A Principal Coordinate Analysis (PCoA) of infant gut microbiome samples using Bray-Curtis dissimilarity. Points are color-coded based on the dominant Bifidobacterium species in each sample, and non-Bifidobacterium dominated samples are colored in gray. Samples without a dominant species (>30% relative abundance) are labeled as “No dominant” (yellow). The size of each point represents the relative abundance of the dominant bacteria in that sample. Ellipses encompass four groups identified using k-means clustering. Each group represents a primary dominant species (indicated by the ellipse color): BL. infantis (blue), BL. longum (green), B. breve (red), and “Mixed” (gray). B Changes in group assignment observed in consecutive samples from the same infant (colors as in A). C Microbial diversity of samples within each group (measured by the Shannon index; colors as in A; two sided t-test, n = 80 samples from 21 infants, ***p ≤ 0.001, ****p ≤ 0.0001). Box boundaries are the 25th and 75th percentiles, and the median is highlighted. Whiskers represent 1.5 * IQR and points past them are outliers. D Relative abundance of BL. infantis (x-axis) versus the relative abundance of B. breve (y-axis) in each sample, indicating the mutual exclusiveness of the two species.

Fig. 4. Mothers’ milk HMO composition shows no signieficant correlation with infant gut Bifidobacterium.

A Pearson correlations between all measured HMOs and the Bifidobacterium genus, as well as the main individual species and subspecies (BL. infantis, BL. longum, B. breve and B. bifidum). None of these correlations were found to be statistically significant (t-test). B Comparison of the relative abundance of LSTc in mothers’ milk (x-axis) with the relative abundance of BL. infant is in the infant gut microbiome (y-axis). C Maximum relative abundance of BL. infantis in each infant divided into two groups of infants with secretor and non-secretor mothers, highlighting the high abundance of BL. infantis only in infants to secretor mothers, but not in all of them.
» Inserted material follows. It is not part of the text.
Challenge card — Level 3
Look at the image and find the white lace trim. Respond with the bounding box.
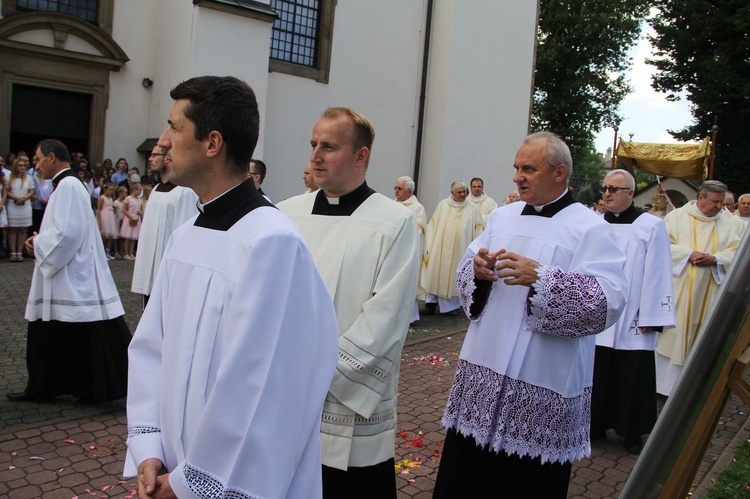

Fig. 5. Abundance of HMO utilization genes in metagenomic samples.

Normalized genes abundance of HMO utilization genes (HUGs) in all infant samples. Genes (rows) are categorized and labeled according to their respective gene cluster (H1-H5). Samples (columns) are annotated based on their assigned dominant-species group.

Fig. 6. Late colonization and low prevalence of BL. infantis in the infant gut in multiple geographic locations.

A Relative abundance of BL. infantis in our Israeli cohort, among infants where BL. infantis was detected at any time point. B–D Relative abundance of BL. infantis at different time points in samples from B Sweden (n = 300 samples from 100 infants) C UK (n = 376 samples from 169 infants) and D Finland (n = 228 samples from 108 infants). For Sweden and the United Kingdom where samples were collected at defined time points box plots are shown, with box boundaries at the 25th and 75th percentiles, and the median highlighted. Whiskers represent 1.5 * IQR and points past them are outliers. E The percentage of infants in multiple geographical locations harboring BL. infantis in the first 10 weeks of life and at 10 weeks and later. F Phylogenetic tree displaying BL. infantis strains found across all cohorts. The dominant strain from each sample is represented, and strains are color-coded based on their corresponding cohort, highlighting that some countries (like Italy) have very similar strains in all samples.